Aku memotong perkataannya.
“Ssst… Cukup Kribo, ini terakhir kalinya aku memohon. Please… Jalani hidup kamu tanpa aku. Aku yakin kamu bisa dan akan terbiasa. Suatu hari nanti, kamu akan menemukan seseorang yang lebih baik dari aku yang hanya akan menjadi beban bagimu. Please, I beg you…“
            “Kucel…”
            “Please… Jangan buang waktumu demi aku ya…”
***
            Surabaya, 6 Januari 2012
Empat tahun kemudian di suatu Rumah Sakit…
            “Jangan pernah menyerah ya sayang, meski kita tidak berfisik sempurna, tapi percayalah, kita masih bisa mewujudkan impian kita. Kakak tahu, ini tidak mudah, kakak juga pernah mengalami kekecewaan ini,” ucapku sambil tersenyum.      
            “Gimana caranya kak Wanda?,” tanya anak perempuan berusia tujuh tahun itu.
            “Percaya saja cantik, Tuhan tidak menciptakanmu dan menetapkan takdir untukmu, apapun itu, tanpa suatu alasan. Mau contoh?”
             “Apa kak contohnya?”
            “Ya kakak ini dong. Hahaa.. Kalo kakak nggak buta, ya mungkin kakak nggak akan bisa ngasih semangat ke kamu,” ujarku tertawa.
            “Ah, kakak… Iya sih, kalo kakak nggak buta, mana mungkin kakak mau ada di sini nemenin aku, dan sama sih kak, kalo aku nggak buta, mungkin aku nggak akan ketemu sama orang yang baik hati seperti Kak Wanda, hehee. “
            “Hahaha, bisa aja kamu… Udah, sekarang waktunya kamu diperiksa tuh, cepetan masuk ke ruang dokter Ibran ya cantik, udah dijemput sama suster Reni tuh, “ ucapku.
            “Lho, kakak  nggak tau? Dokter Ibran seminggu yang lalu udah nggak kerja di Rumah Sakit ini kak. Digantiin sama kakak dokter, hehee.”
            “Oh ya? Kakak nggak tau Sil, kan udah dua mingguan ini kakak nggak ngejenguk kamu. Wah, salam aja buat dokter yang baru. Eh, kakak dokter? Ya udah deh siapa aja panggilannya, cepet masuk sana. Kakak tunggu di sini ya…”
            “Oke kak, ntar ya, aku kenalin sama kakak dokternya,” ucapnya sambil melenggang pergi. Lalu terdengarlah suara pintu yang dibuka, lalu ditutup kembali.
            “Kakak dokter?,” tanyaku di dalam hati.
***
Di dalam ruang periksa…
            “Hai Silvi cantik, apa kabar?,” tanya sang dokter pada anak perempuan berusia tujuh tahun tadi.
            “Baik kakak dokter…ehmm kakak dokter siapa ya namanya?,” dia bertanya balik.
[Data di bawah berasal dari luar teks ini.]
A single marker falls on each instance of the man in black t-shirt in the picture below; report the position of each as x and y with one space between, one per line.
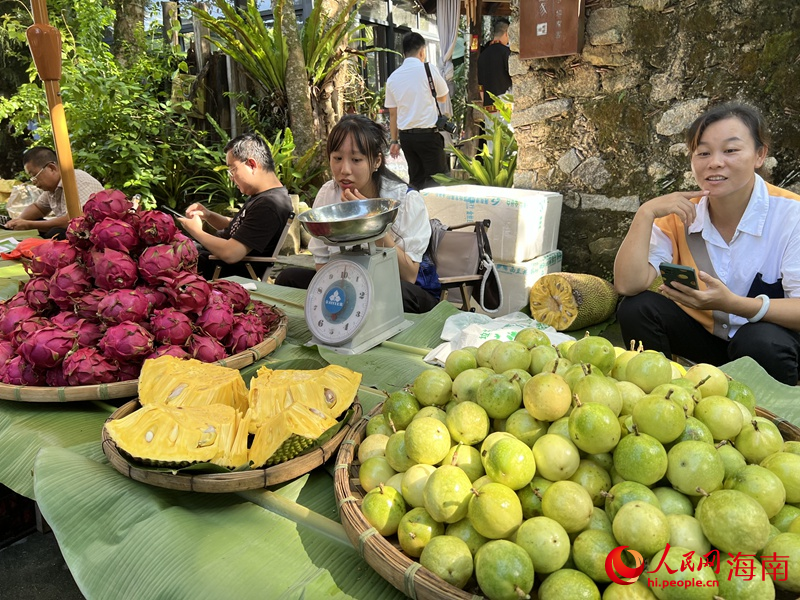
255 230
“Ih, mau tau ajaa, hehee. Kenapa emangnya? Naksir sama kakak? Hehee,”
 ujar si dokter, jahil.
            “Yee, Silvi kan masih kecil kakak dokter, “ jawab Silvi sambil menjulurkan lidah.
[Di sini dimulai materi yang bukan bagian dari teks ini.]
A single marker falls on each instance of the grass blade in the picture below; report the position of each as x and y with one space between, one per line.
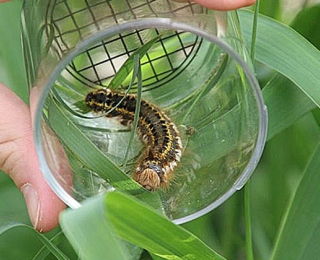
132 221
136 74
95 160
91 234
46 242
300 233
128 66
286 104
292 55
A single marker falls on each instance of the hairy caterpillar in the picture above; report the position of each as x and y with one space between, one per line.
160 135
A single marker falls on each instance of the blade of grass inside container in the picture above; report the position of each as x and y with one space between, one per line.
247 188
44 240
87 152
128 66
208 85
135 222
136 75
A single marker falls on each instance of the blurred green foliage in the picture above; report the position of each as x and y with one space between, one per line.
273 185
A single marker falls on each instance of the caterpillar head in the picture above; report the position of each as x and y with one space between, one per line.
148 176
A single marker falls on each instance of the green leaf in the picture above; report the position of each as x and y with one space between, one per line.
286 104
300 233
286 51
307 24
127 67
12 70
46 242
91 234
102 220
95 159
153 232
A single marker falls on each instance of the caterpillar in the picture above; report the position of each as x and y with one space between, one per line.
159 134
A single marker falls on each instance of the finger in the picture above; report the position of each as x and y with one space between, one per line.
18 159
222 5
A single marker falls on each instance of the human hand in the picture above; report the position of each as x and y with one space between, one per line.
17 149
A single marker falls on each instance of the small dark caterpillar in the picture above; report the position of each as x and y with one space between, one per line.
163 144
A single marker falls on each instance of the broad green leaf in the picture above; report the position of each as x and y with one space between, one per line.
46 242
12 70
271 8
283 49
91 234
103 220
95 160
307 24
127 67
286 104
153 232
300 234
            “Lho, lha terus?,” tanya dokter itu lagi, berpura-pura ingin tahu.
            “Kakak dokter mau aku kenalin sama Kakak Cantikku gak nih?”
            “Oh ya? Kakak Cantik? Hmm… Boleh doong,” jawab dokter tersebut sambil tersenyum geli.
            “Kalo gitu… Sebutin nama kakak Dokter duluu doong,” ujarnya puas.
            “Keeny, cantik.. Keeny Alvaro.”